Monday, April 11, 2016

Don't come too close to the stars if you are a super-Earth

Artist's impression of a hot super-Earth being stripped of it's atmosphere due to being too close to the mother planet.
Image credit: Peter Devine


Coming too close to the fire will get your fingers burnt. This is also valid for exoplanets orbiting remote stars. Mia S. Lundkvist et al; many affiliated with SAC, have shown that it is also true in the real world. Recent paper titled "Hot super-Earths stripped by their host stars" in Nature Communications.

Coming too close to the fire will get your fingers burnt. This old adage is also valid for exoplanets orbiting remote stars. This is not a big surprise to anyone in the astronomical business, and theoretical calculations have already pointed this out. Now Mia S. Lundkvist and a group of astronomers, of which many are affiliated with the Stellar Astrophysics Centre at Aarhus University, Denmark, have shown that it is also true in the real world.

In the newly published paper titled "Hot super-Earths stripped by their host stars" in Nature Communications the researchers explain their methods and results.

What goes wrong for the super-Earths?

Planets with diameters beetween 2.2 and 3.8 times bigger than the Earth, and orbiting so close to their parent star that they recieve more than 650 times more starlight than what we on Earth recieve from the Sun, will loose their atmospheres due to the intense high energetic radiation from the star. The outer layers of these planets, consisting of a rocky core and a thick atmosphere of gasses, will be heated by the radiation, causing the volatile materials to boil away and disappear into space, leaving the 'naked' planetary cores. It might be compared to being far too close to a hair dryer on full heating power. For the discovery the researchers have been using data from the NASA Kepler mission. Head author Mia S. Lundkvist explains: "The lack of warm planets slightly larger than the Earth, has been suspected for some time. Our results have finally confirmed what theory predicts." Mia adds: "These results are an important step towards understanding how planetary systems evolve. Studying our own Solar system has not helped in this connection. We do not have this type of planets here. Planets Uranus and Neptune are of the right sizes, but they orbit far from the Sun, in much colder regions."


In a diagram like this, with exoplanets placed according to size along the vertical axis and radiation flux along the horizontal axis, the astronomers have discovered a 'desert' where no planets exist. This is the hatched area to the right. 


How do we know?


How close an exoplanet can approach it's star before the volatile constituents boil up and are blown away into space can be calculated from theory.

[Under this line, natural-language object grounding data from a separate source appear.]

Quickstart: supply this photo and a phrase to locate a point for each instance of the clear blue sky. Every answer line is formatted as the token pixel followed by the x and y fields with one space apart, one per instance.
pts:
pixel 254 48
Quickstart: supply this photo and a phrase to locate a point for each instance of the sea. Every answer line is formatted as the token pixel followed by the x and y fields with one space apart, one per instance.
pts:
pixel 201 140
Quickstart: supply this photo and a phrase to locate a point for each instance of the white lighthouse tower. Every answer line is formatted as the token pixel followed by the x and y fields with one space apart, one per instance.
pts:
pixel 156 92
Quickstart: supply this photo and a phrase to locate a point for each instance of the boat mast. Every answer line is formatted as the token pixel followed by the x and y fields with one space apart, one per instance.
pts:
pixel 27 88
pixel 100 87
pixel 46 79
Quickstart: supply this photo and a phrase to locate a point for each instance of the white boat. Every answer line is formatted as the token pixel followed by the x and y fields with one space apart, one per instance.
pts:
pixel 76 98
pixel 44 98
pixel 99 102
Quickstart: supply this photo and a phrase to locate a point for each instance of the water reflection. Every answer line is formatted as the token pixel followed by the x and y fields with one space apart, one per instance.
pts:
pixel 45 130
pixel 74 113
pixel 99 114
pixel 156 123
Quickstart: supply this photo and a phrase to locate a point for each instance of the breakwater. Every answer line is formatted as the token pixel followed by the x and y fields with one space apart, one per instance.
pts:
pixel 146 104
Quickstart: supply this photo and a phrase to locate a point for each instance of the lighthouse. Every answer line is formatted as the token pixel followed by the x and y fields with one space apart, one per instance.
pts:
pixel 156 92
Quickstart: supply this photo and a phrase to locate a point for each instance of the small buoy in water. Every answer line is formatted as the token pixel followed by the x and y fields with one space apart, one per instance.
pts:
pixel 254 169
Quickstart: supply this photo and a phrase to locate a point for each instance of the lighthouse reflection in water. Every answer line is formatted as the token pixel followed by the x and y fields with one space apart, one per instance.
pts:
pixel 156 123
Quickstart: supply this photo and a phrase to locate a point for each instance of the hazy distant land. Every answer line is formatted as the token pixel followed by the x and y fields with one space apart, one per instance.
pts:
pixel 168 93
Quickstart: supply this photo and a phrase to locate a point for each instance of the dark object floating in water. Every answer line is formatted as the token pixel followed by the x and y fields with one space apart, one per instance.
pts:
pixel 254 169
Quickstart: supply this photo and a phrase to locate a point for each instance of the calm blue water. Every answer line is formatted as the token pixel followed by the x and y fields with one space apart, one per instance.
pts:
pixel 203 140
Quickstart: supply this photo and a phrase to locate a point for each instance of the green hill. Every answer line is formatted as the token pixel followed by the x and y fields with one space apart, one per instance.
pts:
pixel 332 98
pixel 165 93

A missing group of exoplanets in the "exoplanets' zoo" has therefore been expected. The new results from the team of researchers now confirm this, using asteroseismology. In ordinary seismology, geologists study the innards of the Earth using oscillations caused by earthquakes and explosions. Asteroseismology is a bit of the same. A stars is an enormous ball of hot gasses, and it vibrates like a huge bell or a salad bowl of crystal. These vibrations or oscillations can be observed by Kepler, as very small changes in the light output of the star enable the astronomers to 'see' into the star.

Kepler has observed some 2 000 exoplanets, and more are due in the future. The planets are discovered because the cast a small 'shadow' for a few hours while transiting in front of the star, as seen from Earth. By combining measurements of these transits with asteroseismology, the diameter of the planet and the flux, i.e. the total radiation from the star, it receives can be calculated with much higher precision than has previously been possible. Mia S. Lundkvist explains: "We have used asteroseismology as a very good ruler, enabling us to determine the sizes of the exoplanets together with with the flux recieved from their stars."

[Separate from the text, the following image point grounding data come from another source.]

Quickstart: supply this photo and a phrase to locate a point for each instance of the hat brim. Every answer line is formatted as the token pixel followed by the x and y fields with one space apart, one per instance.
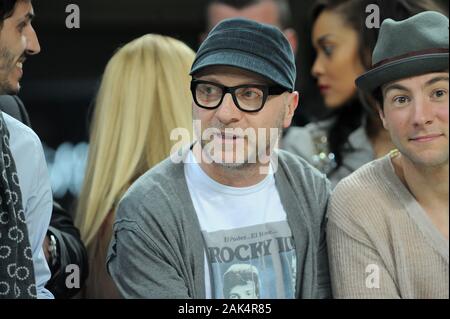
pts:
pixel 235 58
pixel 401 69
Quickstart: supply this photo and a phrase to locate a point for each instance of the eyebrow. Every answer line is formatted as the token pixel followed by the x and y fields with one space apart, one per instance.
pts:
pixel 436 79
pixel 322 39
pixel 28 17
pixel 403 88
pixel 395 87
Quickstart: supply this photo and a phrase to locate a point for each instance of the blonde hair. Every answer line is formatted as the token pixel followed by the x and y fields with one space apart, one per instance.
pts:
pixel 144 94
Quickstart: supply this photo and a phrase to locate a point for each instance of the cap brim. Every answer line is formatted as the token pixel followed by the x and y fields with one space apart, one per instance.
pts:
pixel 401 69
pixel 237 59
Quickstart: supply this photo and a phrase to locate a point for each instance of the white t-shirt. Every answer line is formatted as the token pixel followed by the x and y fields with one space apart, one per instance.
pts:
pixel 250 251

Confirmation of 'The Desert'

Out of the group of authors, 29 in total most are or have been asociated with the Stellar Astrophysics Centre at Aarhus University, Denmark.

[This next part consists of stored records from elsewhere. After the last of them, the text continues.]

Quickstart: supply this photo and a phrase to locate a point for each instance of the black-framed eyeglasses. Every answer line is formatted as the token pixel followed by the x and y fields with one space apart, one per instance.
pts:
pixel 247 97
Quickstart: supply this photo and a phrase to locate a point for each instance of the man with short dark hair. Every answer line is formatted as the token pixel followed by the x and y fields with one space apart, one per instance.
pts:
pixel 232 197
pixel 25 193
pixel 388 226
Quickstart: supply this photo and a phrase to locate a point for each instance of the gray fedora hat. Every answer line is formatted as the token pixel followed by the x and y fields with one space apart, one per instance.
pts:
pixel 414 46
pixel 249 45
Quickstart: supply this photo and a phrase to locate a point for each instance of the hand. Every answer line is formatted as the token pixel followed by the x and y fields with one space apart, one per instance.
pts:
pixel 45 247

Head author is the young PhD Mia S. Lundkvist, presently working at Zentrum für Astronomie at Heidelberg University, Germany. Mia Lundkvist comments: "For some time we have known that this 'desert' should be there, but now we can see that it is true, after having worked through asteroseismic Kepler data from 102 stars and having calculated 10 million possible scenaria to ensure that what we see here is not only statistical fluctuations. The 'desert' is there, and it is exactly where we expected it to be."

What happens to the stripped planets?

If all the volatiles around a super-Earth have been blown away, what is left? The heavier elements, forming the nucleus of the original planet, will hardly be stripped away by even the strongest stellar radiation, causing the researchers to expect that these 'naked' planetary remnants can be detected and characterized in the future. One of the tools for that will be NASA's TESS mission to be launched in 2017.